Com efeito, dados de 2018 providenciados pela FIFA, indicam que na sequência das transferências ocorridas nesse ano, deveriam ter sido distribuídos aproximadamente USD 351.500.000 a título de Mecanismo de Solidariedade, sendo que apenas deram entrada nos cofres dos clubes cerca de USD 67.700.000 (19,26% do total), totalizando apenas cerca de USD 90.000.000 se também incluirmos os valores liquidados a título de Direitos de Formação.
Mais preocupante é ainda o fato desta percentagem ter vindo a diminuir nos últimos anos, tendo em conta que em 2013, por exemplo, foram distribuídos pelos clubes formadores 28,1% do total gerado a título de Mecanismo de Solidariedade. E é precisamente por forma a inverter tal evolução negativa, que a FIFA elaborou um plano tão ambicioso, quanto desafiante.

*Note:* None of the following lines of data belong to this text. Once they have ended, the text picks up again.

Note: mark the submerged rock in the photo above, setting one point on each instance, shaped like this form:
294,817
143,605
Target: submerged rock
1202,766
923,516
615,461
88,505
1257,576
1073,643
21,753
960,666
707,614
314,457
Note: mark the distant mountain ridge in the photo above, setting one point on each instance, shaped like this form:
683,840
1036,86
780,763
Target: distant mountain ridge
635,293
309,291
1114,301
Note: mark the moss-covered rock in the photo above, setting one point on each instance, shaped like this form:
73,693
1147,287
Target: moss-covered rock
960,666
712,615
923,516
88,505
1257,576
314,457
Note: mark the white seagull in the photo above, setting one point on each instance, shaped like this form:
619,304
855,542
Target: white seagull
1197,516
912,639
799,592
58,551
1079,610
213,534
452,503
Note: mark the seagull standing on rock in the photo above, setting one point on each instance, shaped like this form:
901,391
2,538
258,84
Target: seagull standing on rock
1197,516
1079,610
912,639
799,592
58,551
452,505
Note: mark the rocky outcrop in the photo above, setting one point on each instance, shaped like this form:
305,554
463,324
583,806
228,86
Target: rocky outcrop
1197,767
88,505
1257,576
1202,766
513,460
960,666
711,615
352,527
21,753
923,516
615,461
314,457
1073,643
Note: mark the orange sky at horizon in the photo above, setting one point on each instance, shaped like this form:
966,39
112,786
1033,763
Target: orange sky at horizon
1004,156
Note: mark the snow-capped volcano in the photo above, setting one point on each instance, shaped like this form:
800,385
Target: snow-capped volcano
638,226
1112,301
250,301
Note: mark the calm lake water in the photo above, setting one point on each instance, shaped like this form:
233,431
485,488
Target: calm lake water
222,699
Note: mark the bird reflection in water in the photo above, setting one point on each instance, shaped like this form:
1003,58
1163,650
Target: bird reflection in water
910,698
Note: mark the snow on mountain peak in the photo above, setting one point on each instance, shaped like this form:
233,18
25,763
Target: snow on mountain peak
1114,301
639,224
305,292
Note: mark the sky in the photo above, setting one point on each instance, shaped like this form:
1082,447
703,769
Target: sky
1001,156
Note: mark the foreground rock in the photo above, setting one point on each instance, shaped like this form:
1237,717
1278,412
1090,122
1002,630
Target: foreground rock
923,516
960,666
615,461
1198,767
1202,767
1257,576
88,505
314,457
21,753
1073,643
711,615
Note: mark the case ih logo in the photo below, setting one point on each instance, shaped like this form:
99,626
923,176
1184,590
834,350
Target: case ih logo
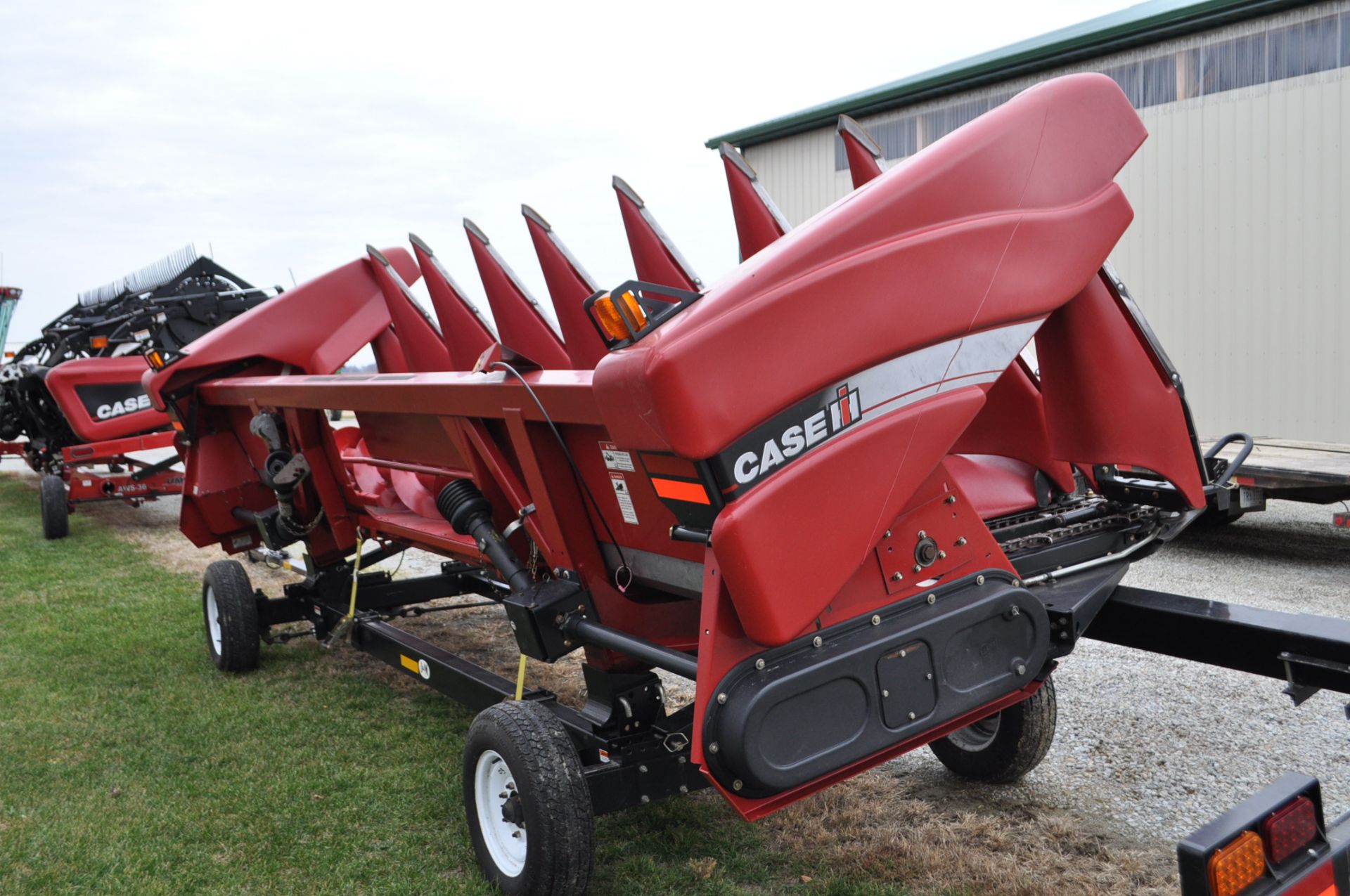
119,408
108,401
835,417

O organismo que tutela o futebol mundial irá assim criar uma denominada “Clearing House”, a qual (entre outras competências), juntamente com a restante administração da FIFA e respetivos órgãos jurisdicionais, será responsável pelo cálculo e distribuição dos montantes devidos a título de Direitos de Formação e de Mecanismo de Solidariedade, a nível internacional.
Atrevo-me assim a concluir que tais instrumentos de compensação por formação, revestidos de grande importância para a generalidade dos clubes, têm, per se, potencial mais do que suficiente para obrigar e até motivar todos os agentes desportivos a respeitá-los, continuando assim a desempenhar um papel central e cada vez mais relevante no desenvolvimento da modalidade. Algo a que seguramente não é alheia a intenção da FIFA em aumentar, a curto prazo, os próprios valores de compensação...e talvez já em 2021.